This evening marks a beautiful night: the night Christ gave us a new commandment: that we love one another. The night he stripped off his outer garment, knelt and washed his friends’ feet, telling them they must do likewise, serving one another. The night he took bread and wine and said, “This is my body, broken for you. This is my blood: the blood of the new and everlasting covenant.”
This evening we mark a terrifying night: the night Christ was betrayed.
Just as Christ knew Peter would deny him, Christ knew Judas would betray him. But he washed those feet anyway. And when Judas laid the kiss of betrayal on his master’s cheek, the master still called him “friend.”
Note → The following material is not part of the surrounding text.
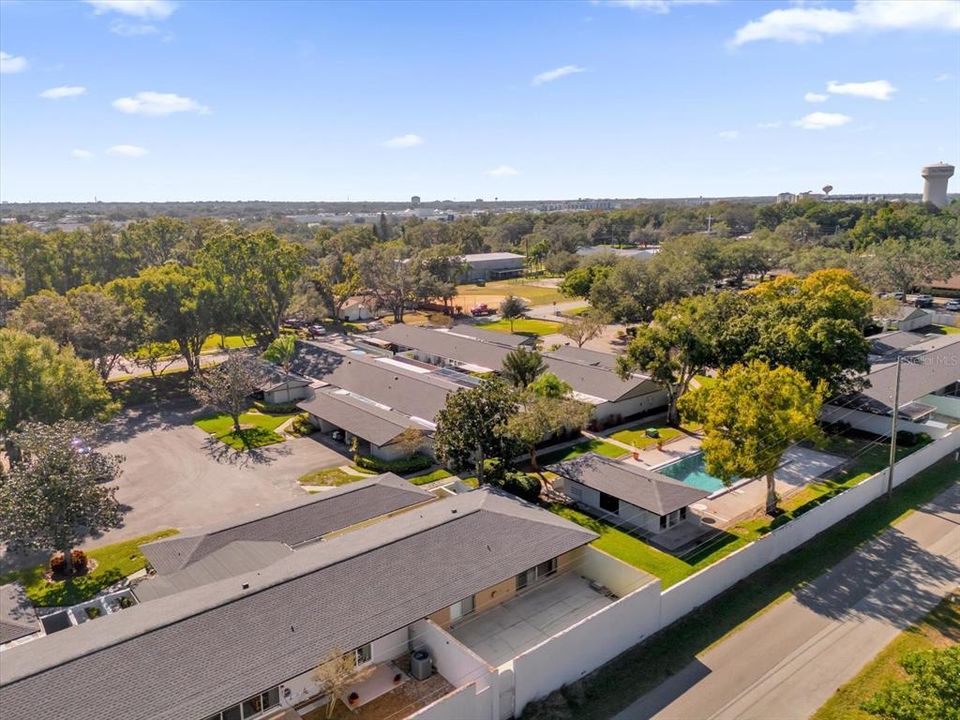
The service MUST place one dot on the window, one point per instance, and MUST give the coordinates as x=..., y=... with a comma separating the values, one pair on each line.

After a night of torture, Christ would die on the cross praying for his enemies just as he had instructed us to do: “Father forgive them; they know not what they do.”
The more negative and spiteful speech I notice in myself and in the culture around me, the more the song “Brother” by The Brilliance keeps running through my head. I must love enemies (whoever I perceive them to be) because only God is good, and I am every bit as frail as the one who’s hurting me. I must look for the brother in my enemy, and my speech, even when I’m led to challenge others, must be motivated by a loving desire for their good. We will all stand before the judgment seat of Christ.
May we love our enemies as our brothers. May we love our neighbors as ourselves. When this seems impossible, may we remember the words the angel spoke to the virgin-mother, the woman who stood by Christ at his cross: with God all things are possible. (Do I fail so frequently because, for all my holy words, I really don’t believe that yet? Am I still trying to do this on my own?)
May our speech reflect the new commandment, the one Christ gave the night he was betrayed: Love one another.